They’re barely a gasp in the breeze, barely a note in the piano melody, but I hear them louder than I have ever heard anything. My eyes simmer with tears, but I fight them back for him and kiss his temple. His pulse kisses me back, rapid and deep.

“That’s right, love. Say it again, so you know how the truth sounds in your own voice.”

Another strangled breath. “Not—my—fault.”

“Please believe it. Believe every word because it’s true.” I cover him with all of me, body like a second skin, murmuring in his ear until he can utter the words on his own, without me.

“Not my fault . . . not my fault . . . not my fault.”

Sometimes, big bangs are neither big, nor loud. Sometimes, they are fractured kernels of soul, imploding and reforming breathlessly without a sound. Just a gasp, a shattered heartbeat, three words in the breeze. But that doesn’t mean they are small. It means they are deeper than our eye can see.

When the words fade, we shudder here on the bed, holding each other like no other time in our lives. Like a beginning in the middle of our end. But if we had to end, let it be so he can start to heal. Let it be so he can believe these words. Let it be so Fallujah ends with me. So when that airplane carries him across the skies, it is not just a goodbye. Let it be a hello to Aiden Liber—Aiden the Free.

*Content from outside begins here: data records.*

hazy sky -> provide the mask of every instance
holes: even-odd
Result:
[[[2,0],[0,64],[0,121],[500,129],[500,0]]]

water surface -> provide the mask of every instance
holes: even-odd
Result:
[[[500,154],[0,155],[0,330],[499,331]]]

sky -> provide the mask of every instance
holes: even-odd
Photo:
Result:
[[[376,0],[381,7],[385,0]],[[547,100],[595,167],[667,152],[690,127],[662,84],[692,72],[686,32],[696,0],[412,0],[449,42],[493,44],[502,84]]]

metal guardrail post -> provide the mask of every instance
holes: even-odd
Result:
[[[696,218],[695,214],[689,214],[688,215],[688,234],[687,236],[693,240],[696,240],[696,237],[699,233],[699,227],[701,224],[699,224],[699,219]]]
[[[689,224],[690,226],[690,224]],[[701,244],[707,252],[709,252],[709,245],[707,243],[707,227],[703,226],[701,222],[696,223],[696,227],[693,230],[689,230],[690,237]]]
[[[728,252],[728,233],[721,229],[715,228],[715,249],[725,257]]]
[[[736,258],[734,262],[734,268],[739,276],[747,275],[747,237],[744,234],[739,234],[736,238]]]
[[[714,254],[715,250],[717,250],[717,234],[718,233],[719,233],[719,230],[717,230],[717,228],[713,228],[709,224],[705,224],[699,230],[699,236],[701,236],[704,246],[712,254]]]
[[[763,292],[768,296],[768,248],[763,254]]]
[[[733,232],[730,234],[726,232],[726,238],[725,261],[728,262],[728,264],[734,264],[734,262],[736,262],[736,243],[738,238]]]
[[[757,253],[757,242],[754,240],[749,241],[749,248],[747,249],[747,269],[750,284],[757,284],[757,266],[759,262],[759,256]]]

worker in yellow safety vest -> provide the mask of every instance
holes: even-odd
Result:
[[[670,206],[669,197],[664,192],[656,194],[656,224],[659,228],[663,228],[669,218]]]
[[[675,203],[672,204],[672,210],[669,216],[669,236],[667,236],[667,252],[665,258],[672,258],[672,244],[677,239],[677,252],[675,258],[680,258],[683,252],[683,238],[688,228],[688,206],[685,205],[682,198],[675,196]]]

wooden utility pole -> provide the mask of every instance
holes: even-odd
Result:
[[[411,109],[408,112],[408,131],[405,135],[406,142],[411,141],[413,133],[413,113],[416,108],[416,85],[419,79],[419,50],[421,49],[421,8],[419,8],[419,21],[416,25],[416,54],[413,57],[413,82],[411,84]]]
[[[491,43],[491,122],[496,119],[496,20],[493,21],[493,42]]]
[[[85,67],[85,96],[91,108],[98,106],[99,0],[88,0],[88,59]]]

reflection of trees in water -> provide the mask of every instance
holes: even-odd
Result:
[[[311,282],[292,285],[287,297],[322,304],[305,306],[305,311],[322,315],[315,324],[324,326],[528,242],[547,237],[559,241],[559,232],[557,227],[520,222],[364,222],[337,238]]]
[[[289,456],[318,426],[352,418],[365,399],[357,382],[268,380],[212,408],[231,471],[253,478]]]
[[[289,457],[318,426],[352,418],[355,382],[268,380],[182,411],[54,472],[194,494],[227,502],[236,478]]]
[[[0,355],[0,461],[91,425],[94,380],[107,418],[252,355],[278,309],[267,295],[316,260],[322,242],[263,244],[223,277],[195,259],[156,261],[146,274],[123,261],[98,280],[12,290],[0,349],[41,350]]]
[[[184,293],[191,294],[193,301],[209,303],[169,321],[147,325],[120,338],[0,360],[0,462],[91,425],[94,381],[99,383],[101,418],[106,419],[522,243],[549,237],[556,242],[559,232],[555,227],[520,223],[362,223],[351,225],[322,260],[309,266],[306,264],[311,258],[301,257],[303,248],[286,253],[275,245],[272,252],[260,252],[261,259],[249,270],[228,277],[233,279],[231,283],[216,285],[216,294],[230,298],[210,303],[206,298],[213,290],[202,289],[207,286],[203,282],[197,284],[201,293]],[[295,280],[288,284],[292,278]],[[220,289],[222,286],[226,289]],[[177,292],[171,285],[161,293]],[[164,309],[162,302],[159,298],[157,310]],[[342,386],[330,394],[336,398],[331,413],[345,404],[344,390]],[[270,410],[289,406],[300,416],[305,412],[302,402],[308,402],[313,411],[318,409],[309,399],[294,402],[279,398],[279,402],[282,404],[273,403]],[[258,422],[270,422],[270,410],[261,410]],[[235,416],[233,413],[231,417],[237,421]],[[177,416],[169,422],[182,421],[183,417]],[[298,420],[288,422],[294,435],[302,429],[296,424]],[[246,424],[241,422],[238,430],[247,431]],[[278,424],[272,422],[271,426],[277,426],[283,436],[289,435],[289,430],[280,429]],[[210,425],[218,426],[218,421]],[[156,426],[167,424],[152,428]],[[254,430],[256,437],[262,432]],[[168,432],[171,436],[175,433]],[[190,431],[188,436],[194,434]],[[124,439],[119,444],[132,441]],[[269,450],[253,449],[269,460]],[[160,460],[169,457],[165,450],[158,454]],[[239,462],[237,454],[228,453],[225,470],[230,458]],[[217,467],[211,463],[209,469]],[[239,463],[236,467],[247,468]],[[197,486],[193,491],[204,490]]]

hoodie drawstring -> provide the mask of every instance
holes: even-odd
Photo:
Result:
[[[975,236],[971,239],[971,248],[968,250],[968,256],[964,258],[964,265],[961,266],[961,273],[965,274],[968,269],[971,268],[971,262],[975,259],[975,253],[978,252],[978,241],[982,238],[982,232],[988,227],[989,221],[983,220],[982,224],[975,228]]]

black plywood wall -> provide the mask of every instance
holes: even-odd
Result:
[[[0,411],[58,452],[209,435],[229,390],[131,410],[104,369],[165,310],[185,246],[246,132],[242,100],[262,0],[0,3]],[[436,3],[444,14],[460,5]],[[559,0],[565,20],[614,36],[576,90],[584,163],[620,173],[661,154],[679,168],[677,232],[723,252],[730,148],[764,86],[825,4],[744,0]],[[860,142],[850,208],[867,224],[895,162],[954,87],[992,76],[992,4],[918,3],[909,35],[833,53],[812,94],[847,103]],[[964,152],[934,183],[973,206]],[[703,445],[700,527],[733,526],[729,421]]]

Outside our heat bubble, the skylark starts to sing for the first time in eleven mornings, harmonizing its warble to Für Elise. My throat blisters as I finally realize why the lark had stopped coming. Because the music stopped inside the cottage when Aiden left at night. But the piano is playing again now. Once more, twice, until his usual wake-up time. Six o’clock. Our embargo is almost over. The melody stops like the breath between our lungs. Then there is only the lonely lark and the willows whispering, he’s free, he’s free.

And even though I vowed he would not see me crying, the tears spill down my cheeks and soak through his T-shirt, misting his wrought shoulder before I can stop them.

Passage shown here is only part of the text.